By Katherine Butler
April 10, 1999
Spontaneous laughter rippled through the room as journalists listened to Nato's daily press briefing. They had just heard Jamie Shea, the Nato spokesman, say that the bombing of Yugoslavia brought nothing but relief to Kosovo's oppressed Albanians. One woman, he told them, on hearing Nato jet engines overhead, said she thought it was "the sound of angels".
Mr Shea stopped in his tracks at the titters. "Yes, that's right," he said "The sound of angels." Reading everyone's mind, Shea added: "I could never have put it so eloquently."
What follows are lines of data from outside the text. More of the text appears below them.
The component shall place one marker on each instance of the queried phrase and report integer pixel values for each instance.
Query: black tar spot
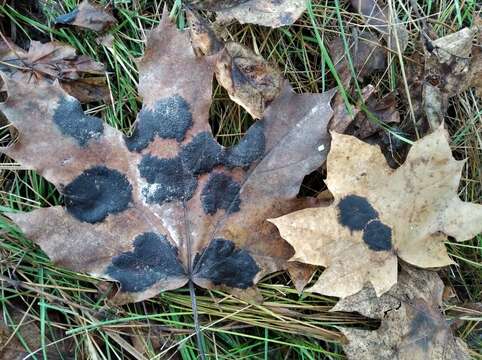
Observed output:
(168, 179)
(355, 212)
(202, 154)
(96, 193)
(67, 19)
(221, 192)
(249, 149)
(71, 120)
(170, 119)
(223, 264)
(378, 236)
(153, 259)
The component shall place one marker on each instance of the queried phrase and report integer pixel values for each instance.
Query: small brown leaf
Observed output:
(378, 17)
(412, 327)
(249, 79)
(452, 65)
(359, 237)
(87, 16)
(45, 63)
(272, 13)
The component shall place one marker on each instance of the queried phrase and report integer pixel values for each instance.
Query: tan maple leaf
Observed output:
(379, 214)
(412, 325)
(168, 204)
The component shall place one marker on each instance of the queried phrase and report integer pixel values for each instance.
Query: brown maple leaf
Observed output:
(412, 325)
(167, 204)
(379, 214)
(262, 12)
(79, 75)
(87, 16)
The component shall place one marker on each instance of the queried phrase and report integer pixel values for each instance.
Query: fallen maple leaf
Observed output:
(262, 12)
(79, 75)
(412, 325)
(87, 16)
(378, 17)
(167, 204)
(380, 213)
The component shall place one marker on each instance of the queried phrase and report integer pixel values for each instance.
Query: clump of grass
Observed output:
(71, 309)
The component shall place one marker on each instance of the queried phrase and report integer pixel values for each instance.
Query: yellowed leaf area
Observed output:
(379, 213)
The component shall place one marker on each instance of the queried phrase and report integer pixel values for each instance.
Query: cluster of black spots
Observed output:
(71, 120)
(169, 180)
(223, 264)
(220, 192)
(170, 119)
(96, 193)
(153, 259)
(357, 214)
(176, 178)
(202, 154)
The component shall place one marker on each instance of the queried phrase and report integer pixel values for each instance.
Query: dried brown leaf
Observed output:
(359, 237)
(167, 204)
(272, 13)
(45, 63)
(412, 325)
(87, 16)
(452, 65)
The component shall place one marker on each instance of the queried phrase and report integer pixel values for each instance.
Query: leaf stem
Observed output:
(197, 328)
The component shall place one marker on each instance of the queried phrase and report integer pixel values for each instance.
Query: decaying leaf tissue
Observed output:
(167, 203)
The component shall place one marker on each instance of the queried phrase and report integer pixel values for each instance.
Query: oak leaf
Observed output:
(412, 325)
(87, 16)
(261, 12)
(379, 214)
(79, 75)
(167, 204)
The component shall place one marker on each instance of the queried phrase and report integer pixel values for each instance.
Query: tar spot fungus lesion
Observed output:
(224, 264)
(96, 193)
(71, 120)
(357, 214)
(167, 179)
(221, 192)
(153, 259)
(176, 178)
(170, 118)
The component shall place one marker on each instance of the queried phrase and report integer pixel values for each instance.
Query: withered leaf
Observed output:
(79, 75)
(273, 13)
(379, 111)
(452, 65)
(380, 213)
(412, 325)
(87, 16)
(168, 203)
(378, 16)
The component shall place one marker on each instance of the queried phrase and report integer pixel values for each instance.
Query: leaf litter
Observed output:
(167, 204)
(186, 208)
(361, 235)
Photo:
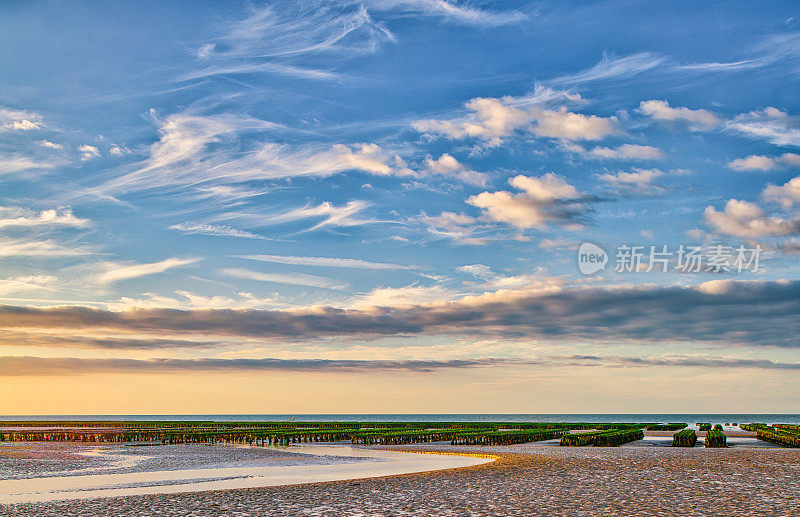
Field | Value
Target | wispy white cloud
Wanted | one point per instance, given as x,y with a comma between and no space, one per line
745,219
280,278
19,120
270,37
494,119
40,248
50,145
613,67
188,300
217,230
25,284
448,166
642,181
207,151
401,296
110,272
458,227
16,216
327,213
88,152
697,119
451,11
10,163
328,262
774,49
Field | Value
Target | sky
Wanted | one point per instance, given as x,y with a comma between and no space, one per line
377,207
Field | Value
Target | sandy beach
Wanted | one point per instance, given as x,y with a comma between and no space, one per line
524,480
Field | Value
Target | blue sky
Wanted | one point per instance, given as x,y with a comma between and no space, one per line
407,159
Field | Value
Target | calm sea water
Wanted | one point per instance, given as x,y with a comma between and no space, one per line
449,417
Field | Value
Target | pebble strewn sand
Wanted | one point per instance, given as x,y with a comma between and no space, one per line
525,480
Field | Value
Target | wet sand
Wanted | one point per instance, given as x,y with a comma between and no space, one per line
346,462
525,480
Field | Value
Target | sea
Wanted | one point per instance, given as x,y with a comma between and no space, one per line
690,418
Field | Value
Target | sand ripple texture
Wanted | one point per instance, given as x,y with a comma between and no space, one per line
525,480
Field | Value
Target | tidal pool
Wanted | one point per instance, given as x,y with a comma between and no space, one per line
363,463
This was false modesty. Mr Shea's daily briefings are a catalogue of soundbites and powerful quotes. The Serbian leader is Pol Pot or Al Capone. Fleeing refugees stripped of their identity documents are going through "an Orwellian nightmare" or "trading in their property rights for a train ticket to oblivion".
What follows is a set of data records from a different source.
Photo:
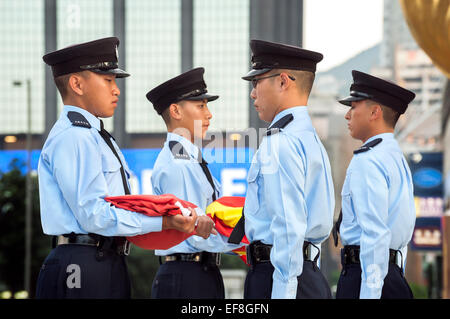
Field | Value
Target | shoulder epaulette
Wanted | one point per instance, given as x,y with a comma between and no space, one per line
78,119
178,150
368,146
281,123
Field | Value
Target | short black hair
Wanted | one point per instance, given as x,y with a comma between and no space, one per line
390,116
62,82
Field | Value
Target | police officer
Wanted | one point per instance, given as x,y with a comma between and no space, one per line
290,198
80,164
378,214
190,269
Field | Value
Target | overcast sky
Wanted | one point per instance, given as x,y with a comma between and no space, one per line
340,29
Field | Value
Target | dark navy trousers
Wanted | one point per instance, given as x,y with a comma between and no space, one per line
395,285
188,279
312,284
76,271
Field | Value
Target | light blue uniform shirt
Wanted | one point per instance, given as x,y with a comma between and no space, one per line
378,209
184,178
290,197
76,171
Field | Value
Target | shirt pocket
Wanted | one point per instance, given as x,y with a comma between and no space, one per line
253,189
110,165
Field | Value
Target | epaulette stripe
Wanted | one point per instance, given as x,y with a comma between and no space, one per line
178,150
78,119
281,123
368,146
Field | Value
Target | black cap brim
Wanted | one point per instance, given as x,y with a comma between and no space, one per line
202,97
349,99
254,72
117,72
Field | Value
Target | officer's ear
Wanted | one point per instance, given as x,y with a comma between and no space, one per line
376,111
284,80
76,83
175,111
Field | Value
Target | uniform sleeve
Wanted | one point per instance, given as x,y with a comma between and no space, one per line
77,168
369,192
284,180
178,180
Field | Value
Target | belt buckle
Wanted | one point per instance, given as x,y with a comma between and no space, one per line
124,249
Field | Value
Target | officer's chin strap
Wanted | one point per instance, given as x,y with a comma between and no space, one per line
401,265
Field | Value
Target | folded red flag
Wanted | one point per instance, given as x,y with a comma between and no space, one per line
225,212
154,205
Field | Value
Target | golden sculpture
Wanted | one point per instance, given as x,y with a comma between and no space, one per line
429,23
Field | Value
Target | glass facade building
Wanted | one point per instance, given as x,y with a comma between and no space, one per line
153,50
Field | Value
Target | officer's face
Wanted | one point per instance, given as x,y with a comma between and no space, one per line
265,95
358,117
195,117
101,94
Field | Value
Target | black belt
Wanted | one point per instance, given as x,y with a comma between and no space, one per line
350,255
120,245
207,258
258,252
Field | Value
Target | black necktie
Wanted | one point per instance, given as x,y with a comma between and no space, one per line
107,137
335,230
204,166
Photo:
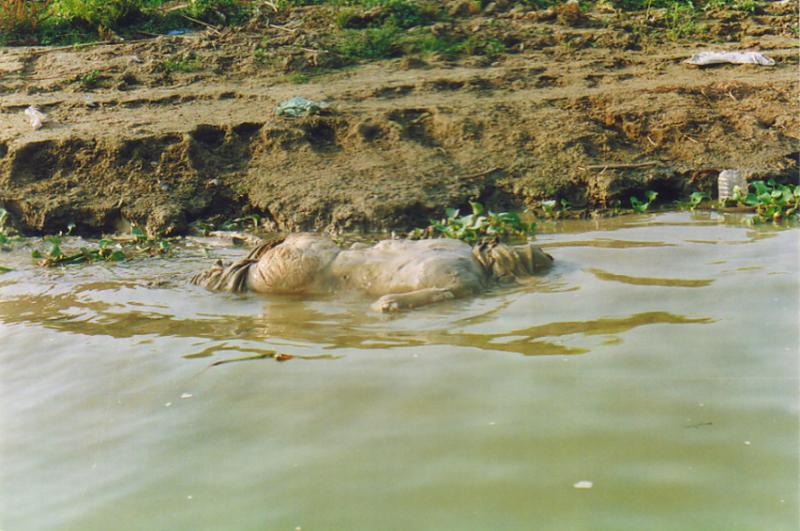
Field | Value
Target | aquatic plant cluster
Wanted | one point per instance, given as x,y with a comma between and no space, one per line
480,224
771,201
108,250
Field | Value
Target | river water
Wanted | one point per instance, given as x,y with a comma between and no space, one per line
658,361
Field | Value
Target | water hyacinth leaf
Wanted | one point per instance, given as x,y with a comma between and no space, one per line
477,208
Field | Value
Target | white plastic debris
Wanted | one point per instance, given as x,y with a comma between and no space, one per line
300,106
727,181
737,58
36,117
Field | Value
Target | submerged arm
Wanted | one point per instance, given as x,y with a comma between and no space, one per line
395,302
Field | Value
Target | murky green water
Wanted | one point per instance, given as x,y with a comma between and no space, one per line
659,360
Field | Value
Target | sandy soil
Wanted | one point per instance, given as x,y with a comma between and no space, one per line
590,112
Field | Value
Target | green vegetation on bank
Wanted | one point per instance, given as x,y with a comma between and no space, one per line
364,29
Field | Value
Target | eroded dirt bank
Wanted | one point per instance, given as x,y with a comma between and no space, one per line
586,113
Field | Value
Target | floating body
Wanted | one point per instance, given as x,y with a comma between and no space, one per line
402,273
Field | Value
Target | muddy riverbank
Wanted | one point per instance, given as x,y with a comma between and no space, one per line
164,131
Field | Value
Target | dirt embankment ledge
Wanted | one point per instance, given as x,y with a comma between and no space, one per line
574,113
Live television broadcasts of his news conferences have turned 45-year-old Mr Shea into a household name. In fact Mr Shea is a reluctant star and his new role as Nato's frontman, constantly in the spotlight, churning out selective information and overblown rhetoric, is something those close to him believe he is uneasy with.
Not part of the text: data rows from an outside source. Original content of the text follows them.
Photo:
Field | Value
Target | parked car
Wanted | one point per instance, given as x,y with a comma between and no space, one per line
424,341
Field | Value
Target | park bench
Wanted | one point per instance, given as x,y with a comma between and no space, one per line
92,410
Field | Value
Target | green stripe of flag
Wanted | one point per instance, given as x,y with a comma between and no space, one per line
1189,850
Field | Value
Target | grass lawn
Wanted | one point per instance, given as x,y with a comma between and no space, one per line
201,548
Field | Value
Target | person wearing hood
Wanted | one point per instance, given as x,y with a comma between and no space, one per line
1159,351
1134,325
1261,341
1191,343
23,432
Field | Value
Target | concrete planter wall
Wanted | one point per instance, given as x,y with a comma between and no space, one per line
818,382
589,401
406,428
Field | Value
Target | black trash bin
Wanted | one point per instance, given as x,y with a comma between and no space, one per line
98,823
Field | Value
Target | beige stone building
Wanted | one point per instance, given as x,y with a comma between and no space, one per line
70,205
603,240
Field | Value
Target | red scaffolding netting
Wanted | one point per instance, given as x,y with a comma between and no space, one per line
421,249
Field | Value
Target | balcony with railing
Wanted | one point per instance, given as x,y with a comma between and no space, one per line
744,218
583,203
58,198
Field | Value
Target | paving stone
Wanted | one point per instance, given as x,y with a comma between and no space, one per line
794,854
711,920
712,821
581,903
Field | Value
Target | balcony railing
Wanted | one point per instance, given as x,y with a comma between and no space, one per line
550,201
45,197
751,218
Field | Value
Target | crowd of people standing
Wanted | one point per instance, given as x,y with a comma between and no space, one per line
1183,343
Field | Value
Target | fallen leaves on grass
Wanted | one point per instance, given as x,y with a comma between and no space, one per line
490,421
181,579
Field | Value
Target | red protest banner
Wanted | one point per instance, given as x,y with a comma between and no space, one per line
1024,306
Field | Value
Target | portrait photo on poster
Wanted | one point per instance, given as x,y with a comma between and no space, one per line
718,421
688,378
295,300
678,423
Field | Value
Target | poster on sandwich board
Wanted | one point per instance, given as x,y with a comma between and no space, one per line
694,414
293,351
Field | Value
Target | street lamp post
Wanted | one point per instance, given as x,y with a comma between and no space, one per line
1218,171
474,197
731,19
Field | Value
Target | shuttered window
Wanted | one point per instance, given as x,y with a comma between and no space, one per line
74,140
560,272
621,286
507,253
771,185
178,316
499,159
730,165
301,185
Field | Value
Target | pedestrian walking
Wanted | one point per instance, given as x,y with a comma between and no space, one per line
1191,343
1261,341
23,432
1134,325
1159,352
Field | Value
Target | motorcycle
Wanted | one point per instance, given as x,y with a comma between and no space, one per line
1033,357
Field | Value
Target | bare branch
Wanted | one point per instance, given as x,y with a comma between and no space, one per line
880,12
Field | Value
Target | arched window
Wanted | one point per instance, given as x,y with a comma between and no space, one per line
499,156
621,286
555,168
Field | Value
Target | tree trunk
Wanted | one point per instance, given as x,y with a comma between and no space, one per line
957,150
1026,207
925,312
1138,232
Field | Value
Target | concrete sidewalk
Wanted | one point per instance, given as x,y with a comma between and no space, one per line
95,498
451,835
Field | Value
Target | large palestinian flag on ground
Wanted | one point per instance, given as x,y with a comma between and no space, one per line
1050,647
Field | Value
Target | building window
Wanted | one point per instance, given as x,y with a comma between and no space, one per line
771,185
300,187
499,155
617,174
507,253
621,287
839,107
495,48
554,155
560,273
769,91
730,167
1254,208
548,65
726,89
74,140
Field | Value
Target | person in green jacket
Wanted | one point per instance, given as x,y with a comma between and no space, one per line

Mr Shea is no newcomer to Nato. For 18 years he has been with the alliance, the last six as spokesman. He is a favourite with the Brussels-based press. "He is the consummate journalists' friend," says one. "He yanked Nato into the 20th century and made it a more open place." It is hard to find a journalist with a complaint.
Affable and unassuming, his impeccable courtesy and air of local-boy-made-good contrasts with the style of other British spin doctors, such as Alastair Campbell, or Gordon Brown's former mouthpiece, Charlie Whelan.
Someone who first met him when Mr Shea was a Nato minute-taker stresses how he has remained a shy and modest man: "He is not a performer. He is uncomfortable when he has to accompany [the Nato secretary-general, Javier] Solana to London and they stay at Claridges. He'd rather go to the pub."
But this self-effacing side belies the authority he commands within the alliance. Mr Shea is in his own right a heavyweight academic who earned a doctorate from Oxford after a First in History and French from Sussex University.
His accent has attracted much comment, particularly in the class-obsessed British press, the subtext being: how did someone who sounds like Frank Butcher of EastEnders get to be the voice of the transatlantic military alliance?
Mr Shea is now being blamed for a number of Nato "exaggerations". Two French newspapers this week accused him of "propagating rumours". Now he has been embarrassed by Nato's admission that it bombed residential districts in the Kosovo capital, Pristina.
Those who know him say he is sincere in his feelings, both for the plight of the Kosovo Albanians and his belief in the "fundamental gospel" of Nato. As the messenger for Nato's actions and policies he is now being shot for Nato's mistakes.
But Mr Shea is more than a messenger. He has allowed himself, however reluctantly, to become the public face of the allied campaign. And, having started, he must go on justifying it, whatever happens.